Can a general-purpose language model consistently beat a classical search algorithm in a fully specified board game?

Until 2026.4.26, no LLM in this benchmark has beaten the built-in AlphaBeta search engine. If you find one, please share it with us.

GomokuBench is designed to be easy to plug into model APIs, easy to run from the command line, and easy to audit after the game ends. Every move can be replayed, every prompt is explicit, and every result is saved as structured JSON.

Author: Homer Quan
GitHub: homerquan/GomokuBench

Why This Benchmark

  • Simple game, hard reasoning: Gomoku has clear rules and no hidden information, so failures are easier to interpret.
  • Search vs LLM: benchmark a deterministic AlphaBeta engine against modern chat models under the same rules.
  • Fast iteration: add a new model with a small JSON config and start benchmarking right away.
  • Useful outputs: save per-game logs, final boards, and aggregate win/loss results for later analysis.
  • Good for demos and research: use it for model evals, prompting experiments, tool-use studies, and public scoreboards.

Current Results

As of 2026.4.26, every model listed below is still down 10:0 against the built-in AlphaBeta search engine.

Model AlphaBeta (Search) LLM
nemotron-3-super 10 0
gemma4:latest 10 0
deepseek-v4-pro-together 10 0
kimi-k2.6-novita 10 0
gpt-5.5-pro-openrouter 10 0
gpt-5-mini 10 0
gemini-3-flash-preview 10 0

Quick Start

Install from PyPI:

pip install gomokubench

If your Python install does not put console scripts on PATH, use the module form:

python -m gomoku play
python -m gomoku benchmark --model nemotron-3-super -r 10

Play against the engine:

gomoku play

Benchmark an LLM:

gomoku benchmark --model nemotron-3-super -r 10

Benchmark with a custom model config file:

gomoku benchmark --model-file ./my-model.json -r 10

Run two LLMs against each other:

gomoku dual --BLACK-LLM-FILE ./black-model.json --WHITE-LLM-FILE ./white-model.json -r 10

You can use the same model config for both sides; GomokuBench keeps their game prompts and reasoning logs separate. When -r is greater than 1, the first player alternates by round for fairer play: White starts round 1, Black starts round 2, and so on. Dual mode does not use --ai-level because no search engine is involved.

Requirements

  • Python 3
  • numpy

Install

Or install from source:

pip install .

The package installs a gomoku console command. Some native Python installations place that command in a user scripts directory that is not on PATH, so gomoku may not be found immediately after pip install.

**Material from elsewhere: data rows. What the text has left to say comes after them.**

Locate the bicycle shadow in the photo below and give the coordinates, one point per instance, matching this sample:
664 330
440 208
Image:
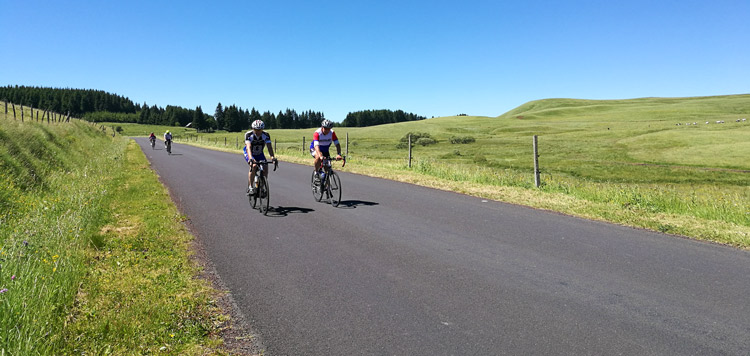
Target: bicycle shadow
281 211
353 204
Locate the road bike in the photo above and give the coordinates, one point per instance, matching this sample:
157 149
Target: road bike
327 182
262 196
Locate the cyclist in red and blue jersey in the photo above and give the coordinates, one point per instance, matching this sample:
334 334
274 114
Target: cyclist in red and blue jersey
255 140
322 140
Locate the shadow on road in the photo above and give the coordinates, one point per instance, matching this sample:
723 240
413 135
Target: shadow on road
280 211
351 204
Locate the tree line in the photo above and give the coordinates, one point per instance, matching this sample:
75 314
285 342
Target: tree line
101 106
378 117
233 118
75 101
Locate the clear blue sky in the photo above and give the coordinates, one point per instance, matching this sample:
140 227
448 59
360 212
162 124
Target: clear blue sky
432 58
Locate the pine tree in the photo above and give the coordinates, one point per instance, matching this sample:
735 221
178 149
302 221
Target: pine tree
219 117
199 120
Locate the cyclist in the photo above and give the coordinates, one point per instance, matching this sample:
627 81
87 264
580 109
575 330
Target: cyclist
167 138
255 140
322 140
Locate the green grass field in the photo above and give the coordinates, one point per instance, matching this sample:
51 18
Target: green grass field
94 258
625 161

You can always run GomokuBench through Python instead:

python -m gomoku play
python -m gomoku benchmark --model nemotron-3-super -r 10

If python -m gomoku works but gomoku does not, add Python's scripts directory to PATH. On macOS and Linux this is often ~/.local/bin; on Windows it is often %APPDATA%\Python\Python3x\Scripts.

Play

gomoku play

Optional flags:

  • --player black|white
  • --ai-first
  • --ai-level easy|standard|hard

The CLI always uses a 19x19 board.

AI levels:

  • easy: shallower search with a small amount of move randomness
  • standard: the default benchmark setting
  • hard: deeper search

Moves use x,y with 1-based coordinates, for example 10,10.

Benchmark

Run an LLM against the built-in alpha-beta AI:

gomoku benchmark --model nemotron-3-super -r 10

You can also point directly at a custom model config JSON file:

gomoku benchmark --model-file ./my-model.json -r 10

To give the LLM a better chance, benchmark against a weaker engine:

gomoku benchmark --model nemotron-3-super -r 10 --ai-level easy

To watch the rounds play out in the console while benchmarking:

gomoku benchmark --model nemotron-3-super -r 10 -v

What this does:

  • Loads the model config from models/nemotron-3-super.json
  • Or, with --model-file, loads the model config from the JSON path you provide
  • Runs 10 rounds total
  • Uses balanced starts: 5 rounds with the AI moving first and 5 rounds with the LLM moving first
  • Always uses a 19x19 board
  • Uses the selected AI level, defaulting to standard
  • -v prints each round, move, and board state in the console
  • Saves the benchmark report to benchmarks/nemotron-3-super.json

The benchmark report is saved as JSON and includes the summary plus per-game move logs and final boards.

What Gets Saved

Each benchmark run saves a JSON report in benchmarks/ with:

  • model name and provider
  • board size and AI level
  • total wins, losses, and draws
  • which side moved first in each round
  • full move logs
  • final board states

That makes GomokuBench useful both as a quick CLI demo and as a small research harness for repeatable comparisons across model versions and providers.

Adding Models

This repo now includes a few example model configs in the models/ folder.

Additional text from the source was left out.